Hi Daniel,
After adding code for this feature, when we run "make check" as expected we are 
failing at two 
test cases (domaincapstest, qemucapabilitiestest).
So in order to test with right data we figured out that we need to add new .xml 
files with mktme qemu info
in qemucapabilitiesdata/ and domaincapsschemadata/ directories and .replies 
file.

We have internal qemu binary with mktme queries enabled. We figured out how to 
generate a new .replies file with 
our internal qemu binary using qemucapsprobe executable.

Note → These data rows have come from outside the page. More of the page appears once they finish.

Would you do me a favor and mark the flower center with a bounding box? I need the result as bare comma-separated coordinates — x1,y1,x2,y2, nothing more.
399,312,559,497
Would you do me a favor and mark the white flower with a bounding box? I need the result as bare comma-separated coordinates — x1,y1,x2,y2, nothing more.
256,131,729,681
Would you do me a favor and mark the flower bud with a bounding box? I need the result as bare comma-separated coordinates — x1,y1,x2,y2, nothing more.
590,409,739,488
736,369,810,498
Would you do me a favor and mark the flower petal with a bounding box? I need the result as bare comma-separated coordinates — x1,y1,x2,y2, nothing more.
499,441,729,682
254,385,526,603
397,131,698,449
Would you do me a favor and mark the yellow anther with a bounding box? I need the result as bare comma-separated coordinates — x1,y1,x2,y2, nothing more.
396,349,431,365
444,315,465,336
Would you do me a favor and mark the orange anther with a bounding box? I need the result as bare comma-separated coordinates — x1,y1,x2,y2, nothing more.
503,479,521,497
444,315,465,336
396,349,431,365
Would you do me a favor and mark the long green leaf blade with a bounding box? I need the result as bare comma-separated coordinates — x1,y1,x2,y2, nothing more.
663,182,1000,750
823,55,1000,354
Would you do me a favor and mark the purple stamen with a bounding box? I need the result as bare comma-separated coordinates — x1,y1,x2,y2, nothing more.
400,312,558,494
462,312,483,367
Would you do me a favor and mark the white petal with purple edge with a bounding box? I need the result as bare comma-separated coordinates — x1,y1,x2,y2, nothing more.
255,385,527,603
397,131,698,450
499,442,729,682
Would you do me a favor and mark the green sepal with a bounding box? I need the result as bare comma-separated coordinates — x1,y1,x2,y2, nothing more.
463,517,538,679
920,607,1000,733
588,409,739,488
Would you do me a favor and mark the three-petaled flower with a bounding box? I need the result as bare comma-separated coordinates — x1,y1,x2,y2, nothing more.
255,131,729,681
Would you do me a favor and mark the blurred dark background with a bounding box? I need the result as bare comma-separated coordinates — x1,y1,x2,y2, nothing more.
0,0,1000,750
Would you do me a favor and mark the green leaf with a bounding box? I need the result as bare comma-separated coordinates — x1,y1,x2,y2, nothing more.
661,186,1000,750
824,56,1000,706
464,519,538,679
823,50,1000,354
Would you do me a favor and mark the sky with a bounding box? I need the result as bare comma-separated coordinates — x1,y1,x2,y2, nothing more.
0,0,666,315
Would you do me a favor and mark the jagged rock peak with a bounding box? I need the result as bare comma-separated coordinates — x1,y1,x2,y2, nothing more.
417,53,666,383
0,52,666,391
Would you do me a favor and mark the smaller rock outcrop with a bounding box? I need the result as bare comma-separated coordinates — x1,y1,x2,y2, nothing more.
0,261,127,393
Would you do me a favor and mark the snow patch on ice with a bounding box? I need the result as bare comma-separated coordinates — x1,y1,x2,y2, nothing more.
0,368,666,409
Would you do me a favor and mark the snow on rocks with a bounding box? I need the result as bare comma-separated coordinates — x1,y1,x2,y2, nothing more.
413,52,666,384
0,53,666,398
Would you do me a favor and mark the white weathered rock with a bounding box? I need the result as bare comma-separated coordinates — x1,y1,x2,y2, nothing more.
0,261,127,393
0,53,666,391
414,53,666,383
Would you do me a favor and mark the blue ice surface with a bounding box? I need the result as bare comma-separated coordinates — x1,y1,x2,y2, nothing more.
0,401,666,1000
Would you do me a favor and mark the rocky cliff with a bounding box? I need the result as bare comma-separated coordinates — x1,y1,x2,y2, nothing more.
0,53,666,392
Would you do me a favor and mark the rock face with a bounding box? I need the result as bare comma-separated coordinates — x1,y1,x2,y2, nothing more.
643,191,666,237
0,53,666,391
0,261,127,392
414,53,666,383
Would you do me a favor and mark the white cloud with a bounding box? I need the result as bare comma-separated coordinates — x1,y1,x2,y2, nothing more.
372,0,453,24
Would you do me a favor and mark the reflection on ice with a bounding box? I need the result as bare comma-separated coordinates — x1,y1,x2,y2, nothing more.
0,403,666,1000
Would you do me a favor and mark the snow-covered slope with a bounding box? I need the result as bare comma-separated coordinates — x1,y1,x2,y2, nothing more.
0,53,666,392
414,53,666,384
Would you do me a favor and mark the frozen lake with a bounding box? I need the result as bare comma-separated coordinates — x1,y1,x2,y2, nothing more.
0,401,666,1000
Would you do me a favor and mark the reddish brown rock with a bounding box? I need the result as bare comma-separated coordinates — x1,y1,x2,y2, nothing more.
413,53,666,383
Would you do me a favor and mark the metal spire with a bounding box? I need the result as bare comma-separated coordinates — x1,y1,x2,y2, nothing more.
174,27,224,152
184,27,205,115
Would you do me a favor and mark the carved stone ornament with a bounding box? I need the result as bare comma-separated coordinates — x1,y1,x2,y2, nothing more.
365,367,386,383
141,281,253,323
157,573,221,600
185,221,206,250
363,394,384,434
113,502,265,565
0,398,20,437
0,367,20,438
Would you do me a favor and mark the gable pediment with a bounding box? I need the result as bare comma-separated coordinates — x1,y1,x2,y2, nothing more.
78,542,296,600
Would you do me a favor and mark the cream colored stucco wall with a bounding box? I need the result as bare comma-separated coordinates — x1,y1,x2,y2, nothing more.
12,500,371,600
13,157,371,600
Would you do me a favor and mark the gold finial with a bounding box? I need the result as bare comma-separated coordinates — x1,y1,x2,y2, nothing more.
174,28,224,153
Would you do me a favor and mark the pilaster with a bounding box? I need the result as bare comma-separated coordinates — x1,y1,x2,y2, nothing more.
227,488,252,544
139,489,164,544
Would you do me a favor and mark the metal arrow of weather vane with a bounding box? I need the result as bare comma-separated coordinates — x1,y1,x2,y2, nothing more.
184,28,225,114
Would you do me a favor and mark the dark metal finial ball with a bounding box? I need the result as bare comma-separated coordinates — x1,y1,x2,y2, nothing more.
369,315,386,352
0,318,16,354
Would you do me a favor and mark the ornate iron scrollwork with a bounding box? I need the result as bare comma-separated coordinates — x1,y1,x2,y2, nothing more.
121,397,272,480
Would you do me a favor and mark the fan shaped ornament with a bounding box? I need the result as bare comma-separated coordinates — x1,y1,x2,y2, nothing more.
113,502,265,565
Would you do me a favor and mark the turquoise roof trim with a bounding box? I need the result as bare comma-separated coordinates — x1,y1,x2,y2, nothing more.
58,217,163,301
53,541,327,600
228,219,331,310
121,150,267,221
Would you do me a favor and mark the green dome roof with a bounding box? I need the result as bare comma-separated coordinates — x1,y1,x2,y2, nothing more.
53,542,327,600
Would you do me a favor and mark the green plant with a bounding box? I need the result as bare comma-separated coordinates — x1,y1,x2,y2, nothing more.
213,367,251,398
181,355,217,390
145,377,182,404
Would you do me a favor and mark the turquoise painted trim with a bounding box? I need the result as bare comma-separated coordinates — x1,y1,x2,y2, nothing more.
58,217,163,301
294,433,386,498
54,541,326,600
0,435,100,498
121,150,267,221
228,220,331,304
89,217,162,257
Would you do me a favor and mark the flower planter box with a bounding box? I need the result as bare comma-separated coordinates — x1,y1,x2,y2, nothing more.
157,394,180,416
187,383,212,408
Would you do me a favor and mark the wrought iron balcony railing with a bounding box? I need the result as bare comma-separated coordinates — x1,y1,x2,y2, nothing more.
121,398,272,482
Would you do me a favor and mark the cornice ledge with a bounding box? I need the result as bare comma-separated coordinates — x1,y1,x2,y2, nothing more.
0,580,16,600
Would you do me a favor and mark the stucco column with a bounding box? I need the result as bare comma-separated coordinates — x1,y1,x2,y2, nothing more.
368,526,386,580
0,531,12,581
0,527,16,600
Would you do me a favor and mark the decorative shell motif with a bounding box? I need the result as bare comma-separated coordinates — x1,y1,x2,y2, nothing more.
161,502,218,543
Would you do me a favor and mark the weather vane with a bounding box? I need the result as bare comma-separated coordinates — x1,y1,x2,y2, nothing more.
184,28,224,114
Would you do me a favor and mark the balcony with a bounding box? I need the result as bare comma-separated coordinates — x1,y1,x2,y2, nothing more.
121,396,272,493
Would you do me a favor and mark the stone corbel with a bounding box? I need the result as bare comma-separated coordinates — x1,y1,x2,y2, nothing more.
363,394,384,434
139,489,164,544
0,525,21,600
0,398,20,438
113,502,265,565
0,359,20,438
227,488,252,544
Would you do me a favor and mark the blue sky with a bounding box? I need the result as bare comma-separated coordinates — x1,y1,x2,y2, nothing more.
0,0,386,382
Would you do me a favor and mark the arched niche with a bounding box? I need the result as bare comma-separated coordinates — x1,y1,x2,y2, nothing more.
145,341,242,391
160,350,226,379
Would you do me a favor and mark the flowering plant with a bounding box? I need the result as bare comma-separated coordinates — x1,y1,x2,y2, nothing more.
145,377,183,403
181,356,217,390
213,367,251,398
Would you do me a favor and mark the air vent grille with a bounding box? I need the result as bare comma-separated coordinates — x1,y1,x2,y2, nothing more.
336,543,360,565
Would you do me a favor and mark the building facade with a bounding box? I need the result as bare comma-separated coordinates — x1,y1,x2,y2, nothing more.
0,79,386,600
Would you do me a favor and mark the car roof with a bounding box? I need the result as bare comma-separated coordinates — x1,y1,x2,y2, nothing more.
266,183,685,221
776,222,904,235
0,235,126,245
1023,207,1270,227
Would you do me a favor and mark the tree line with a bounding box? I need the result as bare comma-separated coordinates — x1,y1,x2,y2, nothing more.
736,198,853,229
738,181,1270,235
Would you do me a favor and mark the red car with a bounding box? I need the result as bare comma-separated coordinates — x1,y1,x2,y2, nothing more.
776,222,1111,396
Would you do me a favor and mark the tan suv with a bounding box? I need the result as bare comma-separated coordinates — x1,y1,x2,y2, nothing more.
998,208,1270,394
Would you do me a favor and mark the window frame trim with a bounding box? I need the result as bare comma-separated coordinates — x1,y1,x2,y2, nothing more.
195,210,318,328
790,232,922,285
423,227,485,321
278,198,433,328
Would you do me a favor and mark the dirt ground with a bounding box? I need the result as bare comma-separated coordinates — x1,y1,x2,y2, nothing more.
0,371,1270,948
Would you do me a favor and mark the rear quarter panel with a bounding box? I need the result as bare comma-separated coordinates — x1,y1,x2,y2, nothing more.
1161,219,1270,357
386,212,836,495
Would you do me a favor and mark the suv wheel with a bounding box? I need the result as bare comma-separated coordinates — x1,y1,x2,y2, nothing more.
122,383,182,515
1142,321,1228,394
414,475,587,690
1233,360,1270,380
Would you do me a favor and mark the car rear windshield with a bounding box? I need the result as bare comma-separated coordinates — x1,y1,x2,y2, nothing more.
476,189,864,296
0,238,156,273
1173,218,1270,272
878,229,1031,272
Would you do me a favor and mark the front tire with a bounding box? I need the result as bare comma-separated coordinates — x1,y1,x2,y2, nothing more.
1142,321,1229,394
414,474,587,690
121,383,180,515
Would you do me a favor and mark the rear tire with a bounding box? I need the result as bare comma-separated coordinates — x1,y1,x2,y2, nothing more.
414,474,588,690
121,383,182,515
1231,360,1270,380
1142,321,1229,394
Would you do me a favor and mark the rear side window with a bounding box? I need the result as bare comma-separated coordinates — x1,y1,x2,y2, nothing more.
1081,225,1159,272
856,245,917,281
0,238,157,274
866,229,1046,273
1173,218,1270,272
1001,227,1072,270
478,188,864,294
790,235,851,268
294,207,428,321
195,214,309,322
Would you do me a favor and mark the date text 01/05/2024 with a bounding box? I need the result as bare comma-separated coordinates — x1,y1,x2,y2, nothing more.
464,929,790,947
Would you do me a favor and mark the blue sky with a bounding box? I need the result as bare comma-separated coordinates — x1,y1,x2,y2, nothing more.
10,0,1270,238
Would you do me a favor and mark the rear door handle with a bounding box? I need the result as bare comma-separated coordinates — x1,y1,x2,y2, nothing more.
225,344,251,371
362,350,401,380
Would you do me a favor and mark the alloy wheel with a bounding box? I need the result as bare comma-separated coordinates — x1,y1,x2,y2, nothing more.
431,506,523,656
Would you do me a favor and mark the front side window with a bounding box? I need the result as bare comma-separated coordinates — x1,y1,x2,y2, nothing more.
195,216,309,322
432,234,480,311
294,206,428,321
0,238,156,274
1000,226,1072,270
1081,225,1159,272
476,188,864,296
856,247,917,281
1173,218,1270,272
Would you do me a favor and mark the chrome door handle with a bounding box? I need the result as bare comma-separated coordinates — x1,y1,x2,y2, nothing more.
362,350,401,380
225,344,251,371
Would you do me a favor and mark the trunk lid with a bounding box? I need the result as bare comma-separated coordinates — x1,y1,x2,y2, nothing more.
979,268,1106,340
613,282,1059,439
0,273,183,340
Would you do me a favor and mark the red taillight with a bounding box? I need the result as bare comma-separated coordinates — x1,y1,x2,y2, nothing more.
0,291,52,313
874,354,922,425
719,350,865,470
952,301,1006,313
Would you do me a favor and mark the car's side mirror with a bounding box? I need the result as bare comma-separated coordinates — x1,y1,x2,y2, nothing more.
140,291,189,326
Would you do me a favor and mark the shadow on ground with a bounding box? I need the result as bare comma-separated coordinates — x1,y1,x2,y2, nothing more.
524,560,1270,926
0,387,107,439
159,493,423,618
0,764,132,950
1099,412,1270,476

Could you please help us in understanding the libvirt test directory qemu and 
caps xml files?
We have the following questions.

1. How to do we generate .xml files with new mktme data in both 
qemucapabilitiesdata/ and domaincapsschemadata/ directories?. Or for time being 
, can we add mktme info to existing .xml files lets sat  caps_4.0.0.x86-64.xml 
and qemu_4.0.0.x86-64.xml?.
2. Do we have to pass all these test cases (make check) before pushing a patch? 
Just for the review. We want to get preliminary review feedback from the 
libvirt community for our feature.
3. we are planning to generate the .replies file using our internal qemu binary 
to make sure we pass unit and functional test cases with "make check", because 
for this feature as I mentioned earlier QEMU is not available until mid of next 
month, is this ok?

Thanks
karim

-----Original Message-----
From: Daniel P. Berrangé [mailto:berra...@redhat.com] 
Sent: Tuesday, March 5, 2019 9:35 AM
To: Mohammed, Karimullah <karimullah.moham...@intel.com>
Cc: Carvalho, Larkins L <larkins.l.carva...@intel.com>; libvir-list@redhat.com
Subject: Re: [libvirt] New Feature: Intel MKTME Support

On Tue, Mar 05, 2019 at 05:23:04PM +0000, Mohammed, Karimullah wrote:
> Hi Daniel,
> MKTME supports encryption of memory(NVRAM) for Virtual 
> Machines(hardware based encryption). This features uses Linux kernel key ring 
> services, i.e.
> Operations like, allocation and clearing of secret/keys. These keys 
> are used in encryption of memory in Virtual machines. So MKTME 
> provided encryption of entire RAM of a VM, allocated to it, thereby 
> supporting VM isolation feature.
> 
> So to implement this functionality in openstack
> 
> 1. Nova executes host capability command, to identify if the hardware
>     support for MKTME (openstack xml host_capabilities command request
>     -->> libvirt ->> QEMU)-- qemu monitoring commands 2. Once the 
> hardware is identified and if user configures mktme policy
>    to launch a VM in openstack,  Nova
>       a. Sends a new xml command request to libvirt, then libvirt makes
>          a syscall to Linux kernel key ring services to get/retrieve a
>          key/key-handle for this VM ( we are not sure at this point
>          whether to make this syscall directly in libvirt or through 
> QEMU)

What will openstack do with the key / key-handle  it gets back from libvirt ?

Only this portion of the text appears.